At Home Among Strangers

Lately I’ve also been watching some Russian cinema. At Home Among Strangers, a Stranger at Home (Nikita Mikhalkov) has to have the loftiest opening sequence in the entirety of movies. The musical number, riffing on the ideals of equality and brotherhood, sets up the nuanced interpretation of the musical genre in the narrative that follows. But to be honest I could have stood up and saluted my television after the song ended. The ironic use of the revolutionary moment was not lost on me (I think…) but there was a splendour in that scene that was just totally unexpected and therefore – my jaw dropped. You know those times when you think, ‘I’m watching the best thing ever?’ Yeah. Those are good times.

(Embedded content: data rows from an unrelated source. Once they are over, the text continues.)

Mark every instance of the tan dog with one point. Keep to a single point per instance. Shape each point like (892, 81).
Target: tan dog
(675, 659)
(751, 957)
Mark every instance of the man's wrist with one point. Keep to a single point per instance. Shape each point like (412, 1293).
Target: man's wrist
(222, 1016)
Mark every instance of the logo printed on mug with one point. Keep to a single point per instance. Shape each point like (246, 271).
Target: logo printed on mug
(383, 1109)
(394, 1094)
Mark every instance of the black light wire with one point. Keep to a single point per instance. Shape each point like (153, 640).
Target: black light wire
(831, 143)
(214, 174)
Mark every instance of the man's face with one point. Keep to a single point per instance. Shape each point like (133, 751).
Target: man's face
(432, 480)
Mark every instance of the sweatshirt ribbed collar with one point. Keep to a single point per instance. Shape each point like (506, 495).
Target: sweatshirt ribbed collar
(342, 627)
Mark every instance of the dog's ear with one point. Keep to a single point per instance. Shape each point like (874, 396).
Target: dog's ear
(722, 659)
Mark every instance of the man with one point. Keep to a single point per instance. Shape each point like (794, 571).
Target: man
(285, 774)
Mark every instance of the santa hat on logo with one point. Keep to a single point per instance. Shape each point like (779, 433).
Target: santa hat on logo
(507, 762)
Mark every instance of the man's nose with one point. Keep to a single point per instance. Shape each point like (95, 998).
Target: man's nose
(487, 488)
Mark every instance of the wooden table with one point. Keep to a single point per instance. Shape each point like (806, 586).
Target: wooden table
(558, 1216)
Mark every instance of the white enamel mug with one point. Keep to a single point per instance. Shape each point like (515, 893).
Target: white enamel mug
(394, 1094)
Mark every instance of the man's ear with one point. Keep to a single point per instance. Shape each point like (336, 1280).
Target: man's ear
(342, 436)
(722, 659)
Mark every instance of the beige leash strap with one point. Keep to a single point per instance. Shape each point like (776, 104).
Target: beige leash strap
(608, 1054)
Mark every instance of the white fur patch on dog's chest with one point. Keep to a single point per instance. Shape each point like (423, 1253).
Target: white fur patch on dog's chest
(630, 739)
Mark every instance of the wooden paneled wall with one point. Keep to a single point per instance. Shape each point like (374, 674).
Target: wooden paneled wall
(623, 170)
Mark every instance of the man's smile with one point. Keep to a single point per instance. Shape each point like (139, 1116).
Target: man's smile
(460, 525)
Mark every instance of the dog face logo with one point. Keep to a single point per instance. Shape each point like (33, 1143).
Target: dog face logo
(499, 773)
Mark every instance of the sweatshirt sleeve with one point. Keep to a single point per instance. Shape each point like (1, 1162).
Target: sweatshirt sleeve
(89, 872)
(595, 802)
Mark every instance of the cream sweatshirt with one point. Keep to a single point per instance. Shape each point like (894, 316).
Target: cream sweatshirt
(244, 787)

Lately I’ve had a bit of Linton Kwesi Johnson stuck in my head (probably triggered by thinking about the Black Panthers) – this is from the poem ‘New Craas Massakah’ :

is a hellava something fi true yu know
wat a terrible price wi haffah pay dow, mah
jus fi live likkle life
jus fi struggle fi suvive
everyday is jus worries an struggle an strife

Last weekend I attended a 24 hour speak-out against the government’s refugee policy. I decided to read Attila Jozsef’s poem, ‘The Seventh.’ It can feel strange, reading poetry to a non-poetry audience, but I think the organisers were grateful for the spontaneous volunteering to fill some air time. Here’s the final stanza:

 And if all went as was written,
 you will die for seven men.
 One, who is rocked and suckled,
 one, who grabs a hard young breast,
 one, who throws down empty dishes,
 one, who helps the poor win;
 one, who worked till he goes to pieces,
 one, who just stares at the moon.
 The world will be your tombstone:
 you yourself must be the seventh.

It seems like these things I’ve been doing lately are interconnected – for what purpose, however, I’m not sure.